The critical question, though, when it comes to the transition to the new Syria is: How will Assad leave? Will he leave voluntarily so as not to see his country and the people even more damaged? Or will he choose to fight until the last moment, destroying his country in the process and then coming to an end that resembles that of Saddam Hussein or Muammar Gaddafi? It is the Baathist Party’s belief that if Assad pulls out, the opposition will in fact not be able to form a more free and stabile leadership and that the real alternative will be only more chaos. But supporting this thesis, which plays to fear, is just wrong. One name who has been watching the developments in Syria very closely shares some of the tactics used by the Baathists since the very start of the regime based on data and information from intelligence services: “In order to be able to claim that ‘The people took up arms; we [the regime] just defended ourselves,’ Assad opened up his weapons depots and allowed weapons to fall into the hands of the people. When the protests started, the Baathists let loose the al-Qaeda elements that had been used previously for terror attacks in Iraq, but which they had later thrown later into prison.”
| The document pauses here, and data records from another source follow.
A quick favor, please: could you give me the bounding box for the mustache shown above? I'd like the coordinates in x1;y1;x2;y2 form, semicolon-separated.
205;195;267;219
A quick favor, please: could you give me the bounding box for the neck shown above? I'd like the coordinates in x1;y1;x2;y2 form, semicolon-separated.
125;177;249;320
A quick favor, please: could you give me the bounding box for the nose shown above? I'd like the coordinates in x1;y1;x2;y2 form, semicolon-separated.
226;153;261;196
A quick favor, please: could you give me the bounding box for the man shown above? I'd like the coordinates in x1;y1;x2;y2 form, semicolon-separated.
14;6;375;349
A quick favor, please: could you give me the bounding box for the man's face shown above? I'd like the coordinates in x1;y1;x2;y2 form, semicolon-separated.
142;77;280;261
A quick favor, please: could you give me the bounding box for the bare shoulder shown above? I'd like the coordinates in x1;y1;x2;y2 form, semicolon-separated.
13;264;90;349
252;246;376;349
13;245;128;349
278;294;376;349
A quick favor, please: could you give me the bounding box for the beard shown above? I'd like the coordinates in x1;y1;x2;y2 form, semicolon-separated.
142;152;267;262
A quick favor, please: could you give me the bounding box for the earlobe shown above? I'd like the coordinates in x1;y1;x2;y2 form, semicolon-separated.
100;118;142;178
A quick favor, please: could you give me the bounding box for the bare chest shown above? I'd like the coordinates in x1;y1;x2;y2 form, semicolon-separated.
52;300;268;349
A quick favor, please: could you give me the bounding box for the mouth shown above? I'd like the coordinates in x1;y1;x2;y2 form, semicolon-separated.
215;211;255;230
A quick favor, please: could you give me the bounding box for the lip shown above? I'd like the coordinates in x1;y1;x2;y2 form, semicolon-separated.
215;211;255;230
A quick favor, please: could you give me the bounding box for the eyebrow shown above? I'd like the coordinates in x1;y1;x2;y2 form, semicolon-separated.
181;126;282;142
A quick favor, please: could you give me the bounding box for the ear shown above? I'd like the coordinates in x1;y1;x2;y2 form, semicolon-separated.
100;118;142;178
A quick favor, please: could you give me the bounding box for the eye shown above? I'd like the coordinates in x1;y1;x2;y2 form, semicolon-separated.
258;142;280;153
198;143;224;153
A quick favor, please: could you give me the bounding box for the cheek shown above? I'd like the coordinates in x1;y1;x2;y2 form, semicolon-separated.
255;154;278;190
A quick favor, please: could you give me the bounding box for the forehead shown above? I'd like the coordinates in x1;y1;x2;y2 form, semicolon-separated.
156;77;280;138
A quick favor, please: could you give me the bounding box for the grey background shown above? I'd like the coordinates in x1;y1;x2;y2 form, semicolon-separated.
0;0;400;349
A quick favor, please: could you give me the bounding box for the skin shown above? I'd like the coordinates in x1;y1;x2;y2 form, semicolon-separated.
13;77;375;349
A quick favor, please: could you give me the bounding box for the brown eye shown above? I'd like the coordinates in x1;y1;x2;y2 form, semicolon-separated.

The greatest problems posed for Turkey since the start of the Syria crisis have been the waves of refugees, the situation involving Kurdistan Workers’ Party (PKK) connected groups and the chemical and biological weapons possessed by the regime. Bells are already ringing in Ankara over the refugee situation.
Ankara, which is busy working with allies on scenarios that involve the possibility of Syria actually using its chemical and biological weapons, tends to see the Syrian PKK extension of the Democratic Union Party (PYD) as an ally of the Baathist regime and less a representative of the Syrian Kurds. Thus Ankara believes that once Assad goes, the regional Kurds in Syria will find more reasonable solutions once the opposition leadership is in place. The regime is present with all of its institutions in all of the Kurdish regions. But in these areas, they have turned over control to the PYD. As for Syrian Kurds, they are made very uncomfortable by pressure from the PYD, which is working in cooperation with the Baathists. There are two countries behind the PYD. One is Assad’s Syria, and the other is Iran.
The greatest danger for Ankara is the possibility that the current numbers of al-Qaeda among the opposition might swell in this atmosphere of chaos. And if radical elements such as these manage to get citizens like storeowners and workers onto their side, there could be no greater danger to Turkey and the rest of the world.